= North Shoal Creek, Austin, Texas =

Neighborhood of Austin, Texas

North Shoal Creek is a neighborhood in north-central Austin, Texas, established in the 1960s.

North Shoal Creek comprises United States Census tract 18.17 and ZIP code 78757 in Travis County and is named after Shoal Creek, which flows through the neighborhood.

The area is bordered by Mopac to the west, Research Blvd on the North, Burnet Road to the East and Anderson Lane on the South, located in the north part of the City of Austin's Urban Core and increasingly popular North Burnet Road Area. The North Shoal Creek neighborhood borders the following neighborhoods: Allandale (to the south), Wooten (to the east), North Burnet (to the north) and Northwest Hills (to the west).
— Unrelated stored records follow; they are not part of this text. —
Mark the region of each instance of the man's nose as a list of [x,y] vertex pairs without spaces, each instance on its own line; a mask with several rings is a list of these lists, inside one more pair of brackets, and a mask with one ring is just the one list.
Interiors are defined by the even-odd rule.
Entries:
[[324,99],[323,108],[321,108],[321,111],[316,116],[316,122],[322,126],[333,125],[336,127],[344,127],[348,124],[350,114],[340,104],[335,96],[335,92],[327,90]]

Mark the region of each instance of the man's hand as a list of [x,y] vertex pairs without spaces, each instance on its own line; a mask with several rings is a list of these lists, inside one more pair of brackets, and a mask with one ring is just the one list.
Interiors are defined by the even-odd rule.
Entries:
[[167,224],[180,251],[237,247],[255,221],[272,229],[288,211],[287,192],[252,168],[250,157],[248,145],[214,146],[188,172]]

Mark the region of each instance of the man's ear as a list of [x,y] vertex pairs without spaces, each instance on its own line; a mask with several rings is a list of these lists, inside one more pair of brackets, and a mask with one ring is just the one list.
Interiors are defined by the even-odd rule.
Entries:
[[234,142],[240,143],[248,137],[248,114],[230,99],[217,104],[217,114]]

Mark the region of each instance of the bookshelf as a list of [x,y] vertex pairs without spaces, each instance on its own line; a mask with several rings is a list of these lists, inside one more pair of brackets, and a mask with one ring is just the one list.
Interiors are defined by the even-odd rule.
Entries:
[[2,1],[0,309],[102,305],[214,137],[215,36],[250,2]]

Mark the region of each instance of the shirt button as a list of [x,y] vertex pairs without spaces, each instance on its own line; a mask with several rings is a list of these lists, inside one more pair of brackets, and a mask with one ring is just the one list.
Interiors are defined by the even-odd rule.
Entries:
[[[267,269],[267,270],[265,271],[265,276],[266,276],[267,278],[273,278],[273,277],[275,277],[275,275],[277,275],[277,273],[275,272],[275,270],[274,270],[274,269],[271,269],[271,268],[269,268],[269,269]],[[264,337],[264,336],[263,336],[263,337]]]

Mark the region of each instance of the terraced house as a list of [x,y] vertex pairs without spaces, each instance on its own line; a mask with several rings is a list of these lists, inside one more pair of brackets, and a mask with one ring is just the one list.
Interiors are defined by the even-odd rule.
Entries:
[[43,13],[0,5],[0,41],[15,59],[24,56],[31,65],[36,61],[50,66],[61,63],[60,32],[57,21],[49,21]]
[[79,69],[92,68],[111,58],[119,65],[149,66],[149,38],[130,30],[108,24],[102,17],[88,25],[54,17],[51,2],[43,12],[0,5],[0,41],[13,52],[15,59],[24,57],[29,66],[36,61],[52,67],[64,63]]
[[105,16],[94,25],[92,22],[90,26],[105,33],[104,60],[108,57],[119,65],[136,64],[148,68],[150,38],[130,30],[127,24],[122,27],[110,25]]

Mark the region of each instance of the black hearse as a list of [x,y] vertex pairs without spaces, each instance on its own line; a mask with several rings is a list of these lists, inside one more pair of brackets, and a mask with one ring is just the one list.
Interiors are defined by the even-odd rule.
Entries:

Centrally located in between Mopac Expressway/Loop 1 (to the west) and 183/Research Blvd. (to the north), the North Shoal Creek neighborhood has an area of 1.179 sqmi and a population of 4,302 or 0.6% of Austin's population.
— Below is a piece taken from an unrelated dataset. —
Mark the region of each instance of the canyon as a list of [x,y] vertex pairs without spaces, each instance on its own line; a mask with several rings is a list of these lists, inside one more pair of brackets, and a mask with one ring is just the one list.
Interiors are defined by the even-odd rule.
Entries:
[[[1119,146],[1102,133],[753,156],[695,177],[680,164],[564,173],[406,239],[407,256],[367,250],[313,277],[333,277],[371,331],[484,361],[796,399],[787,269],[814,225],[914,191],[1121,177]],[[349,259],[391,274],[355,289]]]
The neighborhood area is pedestrian friendly and integrates bus routes, biking trails and sidewalks. It is located next to retail and recreational facilities, many of which are local businesses. According to the website Walk Score, North Shoal Creek is the 14th most walkable neighborhood in Austin; the neighborhood scores Very Walkable with an average Walk Score of 74, scoring 21 points higher than Austin's overall Walk Score of 49.

North Shoal Creek is located within City Council District 7.

== Notable Events ==
In 1976 Jimmy Buffett wrote Margaritaville about a drink he discovered at Lung's Cocina del Sur restaurant (where High 5 is located today) at 2700 W. Anderson Lane in Austin, Texas.

== Demographics ==
According to the 2010 census-year, 87% of the North Shoal Creek's population is over the age of 18, and the average household size is 1.8 persons. A total of 15% of the population is over the age of 65. Forty percent of the neighborhood's residents are from 25 to 44 years of age, and 50% of the homes occupied in North Shoal Creek are one-person households. 18% of the neighborhood's total population are Hispanic American or Latino, 82% of North Shoal Creek's population are White Non-Hispanic, 3.4% are Asian, and 4.7% are Black or African American.

Forty-seven percent of the population work in a management, professional or related occupation. Twenty-eight percent of the population work in educational, health and social services and another 13% working in professional, scientific, management, administrative, and waste management services. Among people over age 25, approximately 44% have a bachelor's degree or higher; 48% percent of the population is currently enrolled in college or graduate school. The median family income, according to the 2010 census was $72,292.

Five percent of North Shoal Creek residents work outside Travis County. The average drive time to work for residents who work outside the home is 20 minutes. Eight percent of residents carpool, four percent walk to work and seven percent use public transportation.

According to Zillow.com, people that live in the neighborhood can be described as:

Stable Nuclears — Higher-income urban families who are middle-age, pulling in combined household incomes nearing six figures. Most own their own homes. Some have a college education and work in a variety of occupations, including management-level positions.

Makin' It Singles — Upper-scale urban singles who are pre-middle-age to middle-age with upper-scale incomes. May or may not own their own home. Most have college educations and are employed in mid-management professions.

Carefree Urban Couples — Younger married couples without children living in the city. Most own their own homes. Education varies from high school to college with some holding mid-management positions.

The neighborhood also has a non-profit, all-volunteer neighborhood association called the North Shoal Creek Neighborhood Association (NSCNA) whose purpose is to promote and protect the quality of life, safety, residential characteristics and property values of the North Shoal Creek neighborhood and surrounding areas.

== Housing ==
As of 2010, there were just over 2,247 housing units in North Shoal Creek, 796 are detached single-family homes. The neighborhood is mainly made up of ranch homes built in the early 1960s to the early to mid-1970s. Newly renovated apartment complexes and condominiums are located in the areas primary and secondary thoroughfares, many of which are home to young professionals and retirees.

== Education ==
Public schools

North Shoal Creek is located in the Austin Independent School District.

- Pillow Elementary School
  Pillow Elementary School was built in 1969, Pillow Elementary School serves a diverse student body of Pre-K through fifth graders and feeds into Burnet Middle School and Anderson High School. It also won the 2004 National Blue Ribbon School award.